Dassu was a tall, dark and handsome Florentine with a penchant for white suits, motor bikes and fast cars but a big-priced outsider with little to recommend him against some tasty opposition. At St Pierre, Chepstow, it was one of the biggest tournaments on the European calendar in those days and a couple of weeks later Dassu dotted up by eight shots in his national Open, played that year at Is Molas. Then he was done. One golden October, then nothing.
I mention Dassu because this Italian Open is full of Dassus, one-month wonders rarely figuring again. And what weird and wonderful names: Jordan Gumberg, Elvis Smylie, Angel Hidalgo, Nicolai Von Dellingshausen (third on the course in Italian Challenge last year) Alejandro del Rey, Marco Penge, Martin Couvra, Ryggs Johnston, John Parry won at Argentario on the Satellite Challenge Tour last year and Eugenio Chacarra says that on a good week he’s one of best golfers in the world (there’s a few still ahead on you, Eugenio).
Then there are the old dependables, Larrazabal, Campillo, Zanotti, Wiesberger, Ferguson, defending champion Marcel Siem who won it in Ravenna, and Jordan Smith, maybe the most gifted of the lot but virtually impossible to get past the post in front. He’s Fitzdares’ favourite this week at 20/1 and will probably look like the winner at one time or another.
After them, the young wannabes for whom much is predicted but are yet to fully flower – Angel Ayora, Wenli Ding, Jayden Schaper, Casey Jarvis and more. It’s a mystery wrapped in a riddle whose week it is, and there’s a new-to-the-main-tour course, opened in 2005, to muddy the waters further.

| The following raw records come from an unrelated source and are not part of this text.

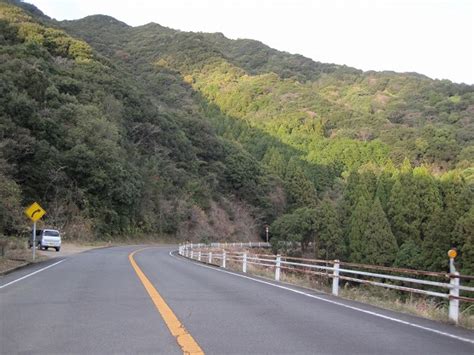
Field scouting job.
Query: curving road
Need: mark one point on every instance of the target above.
(95, 303)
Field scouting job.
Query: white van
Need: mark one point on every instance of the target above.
(46, 238)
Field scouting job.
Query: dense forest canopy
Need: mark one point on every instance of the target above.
(148, 130)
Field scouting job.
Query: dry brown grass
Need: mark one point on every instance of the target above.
(16, 254)
(426, 307)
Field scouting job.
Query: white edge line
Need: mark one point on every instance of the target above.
(337, 303)
(33, 273)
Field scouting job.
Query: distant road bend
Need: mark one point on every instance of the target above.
(129, 300)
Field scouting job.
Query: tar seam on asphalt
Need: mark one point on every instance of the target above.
(338, 303)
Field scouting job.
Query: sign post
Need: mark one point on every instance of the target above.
(34, 212)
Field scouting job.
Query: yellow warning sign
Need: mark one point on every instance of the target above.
(35, 212)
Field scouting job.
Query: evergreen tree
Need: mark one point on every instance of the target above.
(384, 188)
(331, 239)
(301, 191)
(275, 162)
(409, 255)
(427, 199)
(402, 211)
(436, 244)
(357, 228)
(464, 232)
(380, 246)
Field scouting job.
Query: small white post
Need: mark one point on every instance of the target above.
(277, 268)
(34, 240)
(335, 279)
(453, 292)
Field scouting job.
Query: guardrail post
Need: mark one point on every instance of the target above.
(453, 302)
(277, 268)
(335, 279)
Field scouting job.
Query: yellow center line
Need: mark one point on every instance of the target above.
(177, 329)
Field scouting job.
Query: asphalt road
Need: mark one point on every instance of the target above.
(94, 303)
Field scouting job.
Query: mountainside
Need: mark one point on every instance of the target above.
(84, 137)
(151, 130)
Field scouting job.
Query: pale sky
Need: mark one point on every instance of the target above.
(431, 37)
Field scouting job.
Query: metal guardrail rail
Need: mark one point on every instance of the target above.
(220, 253)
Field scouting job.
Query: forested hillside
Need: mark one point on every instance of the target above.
(151, 130)
(84, 138)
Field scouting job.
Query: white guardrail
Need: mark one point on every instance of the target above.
(219, 254)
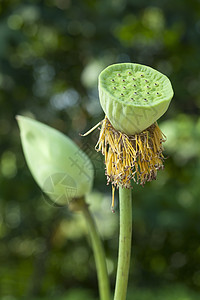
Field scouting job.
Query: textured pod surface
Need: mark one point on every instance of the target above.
(61, 169)
(133, 96)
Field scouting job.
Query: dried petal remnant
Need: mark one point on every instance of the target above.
(136, 157)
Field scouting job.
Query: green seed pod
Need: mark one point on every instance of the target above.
(133, 96)
(61, 169)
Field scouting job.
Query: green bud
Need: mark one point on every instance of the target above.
(61, 169)
(133, 96)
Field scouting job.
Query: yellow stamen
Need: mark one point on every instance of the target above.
(136, 157)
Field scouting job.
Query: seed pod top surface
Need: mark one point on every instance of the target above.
(133, 96)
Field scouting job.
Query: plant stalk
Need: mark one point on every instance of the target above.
(125, 235)
(99, 255)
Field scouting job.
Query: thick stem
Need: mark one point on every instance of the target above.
(102, 274)
(125, 204)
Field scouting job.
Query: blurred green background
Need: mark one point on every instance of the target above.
(51, 53)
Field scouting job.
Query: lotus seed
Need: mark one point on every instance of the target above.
(142, 93)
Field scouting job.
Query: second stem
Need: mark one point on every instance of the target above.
(125, 204)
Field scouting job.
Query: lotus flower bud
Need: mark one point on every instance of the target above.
(61, 169)
(133, 96)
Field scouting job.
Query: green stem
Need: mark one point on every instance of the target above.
(102, 274)
(125, 203)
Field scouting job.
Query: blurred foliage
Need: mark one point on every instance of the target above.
(51, 53)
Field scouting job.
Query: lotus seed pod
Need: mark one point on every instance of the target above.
(61, 169)
(133, 96)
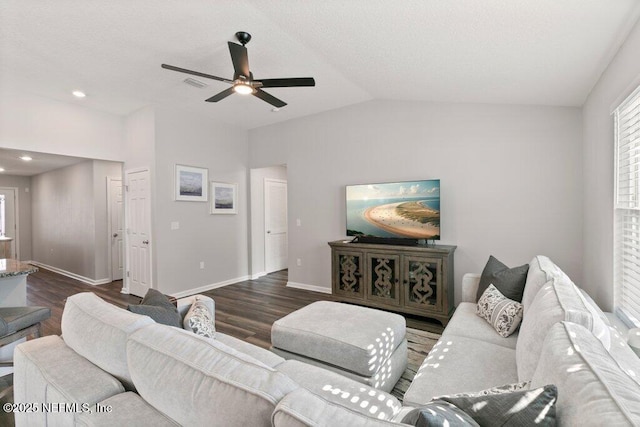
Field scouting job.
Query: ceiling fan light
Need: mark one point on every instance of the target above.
(243, 88)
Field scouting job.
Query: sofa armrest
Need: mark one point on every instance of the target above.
(184, 304)
(470, 282)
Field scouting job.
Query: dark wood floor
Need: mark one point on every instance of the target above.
(245, 309)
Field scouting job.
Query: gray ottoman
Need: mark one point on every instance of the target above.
(361, 343)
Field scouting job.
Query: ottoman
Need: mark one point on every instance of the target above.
(361, 343)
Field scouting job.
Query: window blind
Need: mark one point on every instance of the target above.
(627, 209)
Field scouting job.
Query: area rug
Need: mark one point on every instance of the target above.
(419, 344)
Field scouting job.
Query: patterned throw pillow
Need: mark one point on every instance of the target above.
(199, 320)
(502, 313)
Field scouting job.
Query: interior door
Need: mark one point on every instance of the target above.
(138, 225)
(275, 210)
(10, 226)
(116, 223)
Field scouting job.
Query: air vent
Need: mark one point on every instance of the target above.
(195, 83)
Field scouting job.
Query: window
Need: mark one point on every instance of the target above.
(627, 210)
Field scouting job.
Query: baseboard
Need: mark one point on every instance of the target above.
(210, 287)
(258, 275)
(306, 287)
(88, 281)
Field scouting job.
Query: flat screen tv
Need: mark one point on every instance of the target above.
(394, 210)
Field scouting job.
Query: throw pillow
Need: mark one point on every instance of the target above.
(509, 281)
(157, 305)
(199, 320)
(502, 313)
(438, 414)
(521, 408)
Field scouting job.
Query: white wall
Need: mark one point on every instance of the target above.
(220, 241)
(22, 183)
(257, 177)
(39, 124)
(620, 78)
(510, 177)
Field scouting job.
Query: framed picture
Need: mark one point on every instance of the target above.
(224, 198)
(191, 184)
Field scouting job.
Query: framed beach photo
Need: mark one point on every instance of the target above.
(224, 198)
(191, 184)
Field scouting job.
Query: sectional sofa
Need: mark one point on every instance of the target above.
(114, 367)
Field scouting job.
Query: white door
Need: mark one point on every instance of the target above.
(275, 222)
(9, 224)
(138, 215)
(116, 225)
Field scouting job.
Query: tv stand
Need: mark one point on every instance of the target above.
(414, 279)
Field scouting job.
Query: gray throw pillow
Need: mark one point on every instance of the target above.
(157, 305)
(509, 281)
(520, 408)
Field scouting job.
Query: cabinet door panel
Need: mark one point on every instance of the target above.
(423, 283)
(348, 274)
(383, 283)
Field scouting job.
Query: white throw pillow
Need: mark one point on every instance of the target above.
(501, 312)
(199, 320)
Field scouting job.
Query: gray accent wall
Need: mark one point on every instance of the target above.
(23, 184)
(619, 80)
(69, 218)
(511, 177)
(220, 241)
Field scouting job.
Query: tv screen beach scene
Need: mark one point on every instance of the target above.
(401, 210)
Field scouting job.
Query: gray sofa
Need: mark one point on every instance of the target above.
(114, 367)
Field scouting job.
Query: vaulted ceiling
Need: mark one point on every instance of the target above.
(546, 52)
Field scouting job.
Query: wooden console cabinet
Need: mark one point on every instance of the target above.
(409, 279)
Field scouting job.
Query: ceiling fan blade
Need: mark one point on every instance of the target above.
(288, 82)
(240, 60)
(269, 98)
(221, 95)
(195, 73)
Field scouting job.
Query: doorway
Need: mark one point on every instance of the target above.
(269, 232)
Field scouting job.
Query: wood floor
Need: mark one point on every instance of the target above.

We know it’s short (6857 yards, par 71) with five par threes and the heftiest of the par fives, the 12th, measures 632 yards. Italians taking part include Guido Migliozzi, Edoardo Molinari, Francesco Laporta, Renato Paratore and Andrea Pavan but sadly no Francesco Molinari or Matteo Manassero. Maybe it’s none of these but the highly-touted Japanese Keita Nakajima or one of the American PGA Tour rejects Brandon Wu or Troy Merritt.
I’ll opt for a home win by going for the swarthy Laporta, a triple Challenge Tour winner who deserves to open his main-tour account. He’s enjoyed another solid year, seventh last time out in the KLM, sixth at the Nedbank, 11th in Belgium and 13th in Bahrain. No world-bearer at 34 but he won’t need to be.
Molinari qualified for the US Open, a feat in itself, and, though missing the cut, two 74s at fearsome Oakmont was good golf. Top tens in India and China earlier in the year show the Ryder Cup vice-captain is no back-number. He and fellow old-stager Siem could outrun their big prices. Siem won’t lightly give up the title won in a playoff with Tom McKibbin and when he’s hot, as when shooting a last-round 63 for fifth place in Austria, the eccentric German can be lethal.
On recent efforts you couldn’t have the man from the Isle of Wight, Brandon Robinson-Thompson, on your mind but he showed more than enough in four top-tens between February and May to contend at a big price. He has plenty of game in the right surroundings and he’s proven on the course as he finished 12th last year on the satellite circuit.
And let’s see if Chacarra, a winner at LIV and on the DP World Tour after an exciting college career in the USA, is as good as he thinks he is. The aggressive Spaniard has lots of class and could thrive in the hot, steamy weather.